6ea1856ee9a0421c868966170540c045

Use DatasetExplorer to navigate the dataset

The dataset module provides objects for exploring, navigating, and loading CAD-encoded datasets for machine learning applications. It consists of two primary components that work together to simplify data handling:

  1. DatasetExplorer - For exploring and querying dataset contents

  2. DatasetLoader - For loading and preparing datasets for machine learning training

These components are designed to work with processed data from the cadaccess and cadencoder modules, as well as the outputs from the flow pipeline system. They provide high-level abstractions that let users focus on machine learning tasks rather than data-handling complexity.

DatasetExplorer

The DatasetExplorer class (dataset_explorer.py) provides methods for exploring and querying datasets stored in a compressed and optimized format (.dataset) with accompanying metadata (.infoset) files.
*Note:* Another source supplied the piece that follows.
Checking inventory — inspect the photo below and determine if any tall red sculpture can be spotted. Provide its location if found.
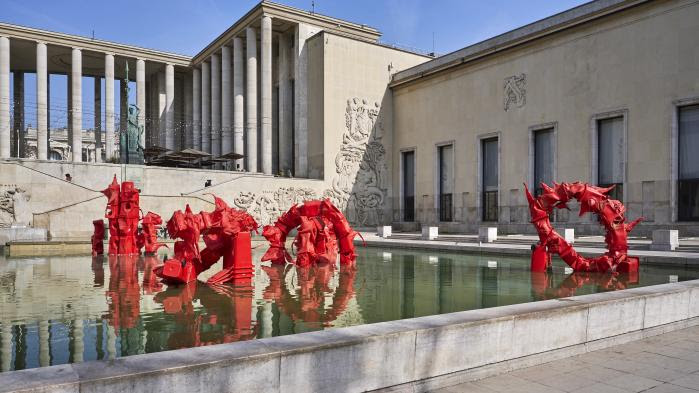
[156,196,258,284]
[524,182,643,272]
[262,199,361,267]
[98,175,164,255]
This class focuses on data discovery, filtering, and statistical analysis.

Key Methods

Data Discovery and Metadata

  • available_groups() -> set: Returns the set of available dataset groups (faces, edges, file, etc.)

  • get_descriptions(table_name: str, key_id: Optional[int] = None, use_wildchar: Optional[bool] = False) -> pd.DataFrame: Retrieves metadata descriptions (labels, face types, edge types, etc.)

  • get_parquet_info_by_code(file_id_code: int): Returns rows from the Parquet file for a specific file ID code

  • get_file_info_all() -> pd.DataFrame: Returns all file info from the Parquet metadata

Data Distribution Analysis

  • create_distribution(key: str, bins: int = 10, group: str = "faces") -> Dict[str, Any]: Computes histograms of data distributions using Dask for parallel processing

Data Filtering and Selection

  • get_file_list(group: str, where: Callable[[xr.Dataset], xr.DataArray]) -> List[str]: Returns file IDs matching a boolean filter condition

  • file_dataset(file_id_code: int, group: str) -> xr.Dataset: Returns a subset of the dataset for a specific file

  • build_membership_matrix(group: str, key: str, bins_or_categories: Union[int, List, np.ndarray], as_counts: bool = False) -> tuple[np.ndarray, np.ndarray, np.ndarray]: Builds a file-by-bin membership matrix for stratified splitting

  • decode_file_id_code(code: int) -> str: Converts an integer file ID code to the original string identifier

[ ]:
from scripts.helper_tutorials import load_environement_variables

load_environement_variables()
True
[25]:
import hoops_ai
import os
import sys

license_key = os.environ.get("HOOPS_AI_LICENSE")
if not license_key:
    sys.exit("HOOPS_AI_LICENSE environment variable is required.")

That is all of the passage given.